The undo command reverses recent changes in the
buffer’s text. Each buffer records changes individually,
and the undo command always applies to the current buffer. You
can undo all the changes in a buffer for as far back as the
buffer’s records go. Usually, each editing command makes a
separate entry in the undo records, but some commands such as
query-replace divide their changes into multiple
entries for flexibility in undoing. Consecutive character
insertion commands are usually grouped together into a single
undo record, to make undoing less tedious.
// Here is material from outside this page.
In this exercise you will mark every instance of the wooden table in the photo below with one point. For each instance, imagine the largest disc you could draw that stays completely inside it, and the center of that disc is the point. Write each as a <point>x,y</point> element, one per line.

Undo one entry in the current buffer’s undo records
(undo).
To begin to undo, type C-/ (or its aliases, C-_ or C-x u)6. This undoes the most recent change in the buffer, and moves point back to where it was before that change. Consecutive repetitions of C-/ (or its aliases) undo earlier and earlier changes in the current buffer. If all the recorded changes have already been undone, the undo command signals an error.
Any command other than an undo command breaks the sequence of undo commands. Starting from that moment, the entire sequence of undo commands that you have just performed are themselves placed into the undo record, as a single set of changes. Therefore, to re-apply changes you have undone, type C-f or any other command that harmlessly breaks the sequence of undoing; then type C-/ to undo the undo command.
Alternatively, if you want to resume undoing, without redoing
previous undo commands, use M-x undo-only. This is
like undo, but will not redo changes you have just
undone.
If you notice that a buffer has been modified accidentally, the easiest way to recover is to type C-/ repeatedly until the stars disappear from the front of the mode line (see Mode Line). Whenever an undo command makes the stars disappear from the mode line, it means that the buffer contents are the same as they were when the file was last read in or saved. If you do not remember whether you changed the buffer deliberately, type C-/ once. When you see the last change you made undone, you will see whether it was an intentional change. If it was an accident, leave it undone. If it was deliberate, redo the change as described above.
When there is an active region, any use of undo
performs selective undo: it undoes the most recent
change within the region, instead of the entire buffer. However,
when Transient Mark mode is off (see Disabled
Transient Mark), C-/ always operates on the entire
buffer, ignoring the region. In this case, you can perform
selective undo by supplying a prefix argument to the
undo command: C-u C-/. To undo further
changes in the same region, repeat the undo command
(no prefix argument is needed).
Some specialized buffers do not make undo records. Buffers whose names start with spaces never do; these buffers are used internally by Emacs to hold text that users don’t normally look at or edit.
When the undo information for a buffer becomes too large,
Emacs discards the oldest records from time to time (during
garbage collection). You can specify how much undo
information to keep by setting the variables
undo-limit, undo-strong-limit, and
undo-outer-limit. Their values are expressed in
bytes.
The variable undo-limit sets a soft limit: Emacs
keeps undo data for enough commands to reach this size, and
perhaps exceed it, but does not keep data for any earlier
commands beyond that. Its default value is 80000. The variable
undo-strong-limit sets a stricter limit: any
previous command (though not the most recent one) that pushes the
size past this amount is forgotten. The default value of
undo-strong-limit is 120000.
Regardless of the values of those variables, the most recent
change is never discarded unless it gets bigger than
undo-outer-limit (normally 12,000,000). At that
point, Emacs discards the undo data and warns you about it. This
is the only situation in which you cannot undo the last command.
If this happens, you can increase the value of
undo-outer-limit to make it even less likely to
happen in the future. But if you didn’t expect the command
to create such large undo data, then it is probably a bug and you
should report it. See Reporting
Bugs.
Aside from C-/, the undo command is
also bound to C-x u because that is more
straightforward for beginners to remember:
‘u’ stands for “undo”. It
is also bound to C-_ because typing C-/
on some text terminals actually enters C-_.